Whether it’s a single room or an entire building, good landlords can find success, develop relationships and create a lasting stream of income through their investment. The best landlords, however, invest not just in the structure, but in the tenant, the neighborhood, and the entire community. Here are three tips that are critical to getting the most out of your rental property.

Have a Contractor on Hand

As discussed in the article “Are You Making These 5 Rental Property Management Mistakes?,” contractor relationships are important. If you rent a property, it is an inevitable certainty that you will get calls for repairs. Some will be for catastrophic emergencies like flooding from plumbing leaks. Others will be common maintenance like replacing weatherstripping. Others still will be for unbelievably simple things like help replacing a light bulb.

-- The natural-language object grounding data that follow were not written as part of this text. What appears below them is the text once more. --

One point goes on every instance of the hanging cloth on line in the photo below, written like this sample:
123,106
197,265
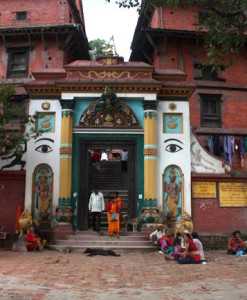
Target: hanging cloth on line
229,142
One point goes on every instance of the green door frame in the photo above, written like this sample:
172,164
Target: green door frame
80,139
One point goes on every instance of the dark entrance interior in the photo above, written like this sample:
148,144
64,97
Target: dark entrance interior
108,167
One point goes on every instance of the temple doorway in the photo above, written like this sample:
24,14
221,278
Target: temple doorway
109,167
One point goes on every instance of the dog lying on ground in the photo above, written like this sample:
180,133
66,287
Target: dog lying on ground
99,251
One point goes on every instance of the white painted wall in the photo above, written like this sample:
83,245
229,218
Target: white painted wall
202,162
34,158
181,158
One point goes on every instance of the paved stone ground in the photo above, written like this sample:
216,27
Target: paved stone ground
51,275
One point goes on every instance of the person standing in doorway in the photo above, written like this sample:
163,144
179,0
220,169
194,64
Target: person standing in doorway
124,160
96,206
113,215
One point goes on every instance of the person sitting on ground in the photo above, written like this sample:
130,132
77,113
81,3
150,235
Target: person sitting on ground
199,246
236,245
191,254
157,234
32,241
166,243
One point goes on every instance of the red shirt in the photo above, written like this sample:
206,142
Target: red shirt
192,248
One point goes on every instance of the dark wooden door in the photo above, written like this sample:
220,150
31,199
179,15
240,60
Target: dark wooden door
109,174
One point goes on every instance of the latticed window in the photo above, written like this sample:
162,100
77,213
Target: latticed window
18,63
210,110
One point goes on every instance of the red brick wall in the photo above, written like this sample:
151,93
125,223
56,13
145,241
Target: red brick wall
210,218
39,12
49,57
234,106
12,186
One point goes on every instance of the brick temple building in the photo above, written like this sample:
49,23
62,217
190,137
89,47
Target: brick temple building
35,35
169,39
182,126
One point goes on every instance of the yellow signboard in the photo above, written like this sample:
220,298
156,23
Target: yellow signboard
204,189
233,194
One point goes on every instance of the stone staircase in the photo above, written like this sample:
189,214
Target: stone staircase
90,239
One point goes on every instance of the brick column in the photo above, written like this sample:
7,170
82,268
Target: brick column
65,201
150,162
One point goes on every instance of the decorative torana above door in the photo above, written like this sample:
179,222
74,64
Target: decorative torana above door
108,112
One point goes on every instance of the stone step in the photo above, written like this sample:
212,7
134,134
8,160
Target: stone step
71,247
93,237
102,243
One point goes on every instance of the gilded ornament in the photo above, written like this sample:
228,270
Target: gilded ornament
46,105
172,106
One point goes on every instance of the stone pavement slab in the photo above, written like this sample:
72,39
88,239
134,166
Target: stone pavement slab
51,275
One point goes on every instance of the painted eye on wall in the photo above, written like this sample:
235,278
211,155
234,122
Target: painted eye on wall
173,148
43,149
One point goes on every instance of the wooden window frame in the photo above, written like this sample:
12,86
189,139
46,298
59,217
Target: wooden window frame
21,15
17,74
206,118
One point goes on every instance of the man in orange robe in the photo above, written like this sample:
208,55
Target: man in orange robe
113,215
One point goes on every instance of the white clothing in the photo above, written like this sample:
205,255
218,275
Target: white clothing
124,155
199,247
156,234
96,202
104,156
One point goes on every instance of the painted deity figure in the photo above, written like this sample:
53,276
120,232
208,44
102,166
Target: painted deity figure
172,193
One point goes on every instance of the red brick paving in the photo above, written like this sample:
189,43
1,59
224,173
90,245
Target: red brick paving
51,275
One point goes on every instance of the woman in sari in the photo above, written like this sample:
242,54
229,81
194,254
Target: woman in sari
191,255
113,215
236,245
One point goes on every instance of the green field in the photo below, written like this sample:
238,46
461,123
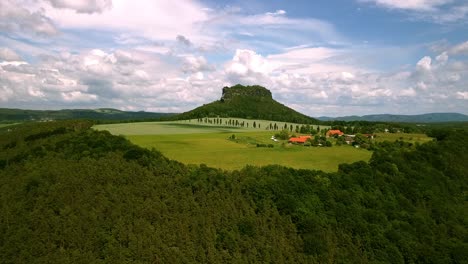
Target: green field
194,143
191,127
413,138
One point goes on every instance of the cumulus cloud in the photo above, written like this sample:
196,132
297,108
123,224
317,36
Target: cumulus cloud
439,11
7,54
183,40
83,6
460,49
424,5
462,95
15,18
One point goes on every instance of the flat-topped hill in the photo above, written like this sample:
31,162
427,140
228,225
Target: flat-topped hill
252,102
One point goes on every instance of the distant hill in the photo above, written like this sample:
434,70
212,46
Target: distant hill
8,114
252,102
424,118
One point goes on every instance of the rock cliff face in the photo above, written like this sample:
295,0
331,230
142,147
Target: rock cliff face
251,102
245,91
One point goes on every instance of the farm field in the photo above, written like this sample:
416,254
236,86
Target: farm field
191,143
413,138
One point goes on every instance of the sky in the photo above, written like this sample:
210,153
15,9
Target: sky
322,58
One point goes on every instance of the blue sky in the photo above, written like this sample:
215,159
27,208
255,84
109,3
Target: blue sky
331,58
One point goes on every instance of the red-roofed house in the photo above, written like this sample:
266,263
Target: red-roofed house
331,133
300,139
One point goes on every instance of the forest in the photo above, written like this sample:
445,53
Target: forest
71,194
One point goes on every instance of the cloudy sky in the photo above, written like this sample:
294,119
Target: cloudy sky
330,57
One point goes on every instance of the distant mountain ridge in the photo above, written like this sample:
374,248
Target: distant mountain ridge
423,118
251,102
10,114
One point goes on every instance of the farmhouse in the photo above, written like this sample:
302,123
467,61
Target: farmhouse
331,133
299,140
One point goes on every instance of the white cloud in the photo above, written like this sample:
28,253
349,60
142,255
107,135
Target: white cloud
462,95
16,18
277,13
423,5
7,54
460,49
424,64
83,6
161,20
438,11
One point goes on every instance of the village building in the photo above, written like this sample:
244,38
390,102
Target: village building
299,140
331,133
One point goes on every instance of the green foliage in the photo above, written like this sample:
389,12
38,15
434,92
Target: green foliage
283,134
70,194
103,115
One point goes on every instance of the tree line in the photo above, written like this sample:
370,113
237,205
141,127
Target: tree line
70,194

Either way, if you’re scrambling to find a contractor to deal with the problem while an anxious tenant is waiting for help, the job will almost certainly cost more and take longer than it should have. It is critical for landlords, building managers and superintendents to have relationships with reliable, reputable contractors who can either do the work on an on-call basis or recommend someone who can.

Focus on Your Screening Process

Your tenants are looking for the best possible place at the best possible price. You should be looking for the perfect tenants, which means saying “no” – even to people you like. You must have a strict and consistent screening process that goes beyond an examination of their credit history. Develop a consistent set of questions about potential tenants’ backgrounds and check the same set of references. Bad tenants are expensive, difficult and potentially dangerous. Weed them out, even if it means having an empty unit for longer than you’d like.

Know Your Neighborhood

Knowledgeable owners are almost always more successful and often land better tenants than those who have tunnel vision for their property. Become an expert on the neighborhood, its population demographics, its services and its structures. Compile detailed specifics about public spaces or public housing that are nearby, and learn about the surrounding infrastructure, transportation, local government, local emergency services and even the history of the neighborhood.

Renting to tenants is more than just an investment – it’s a responsibility. Landlords should look at their investment as a contract not just with the people renting the space, but with the entire neighborhood and surrounding community. That means screening out undesirable tenants, developing relationships with contractors and knowing your community.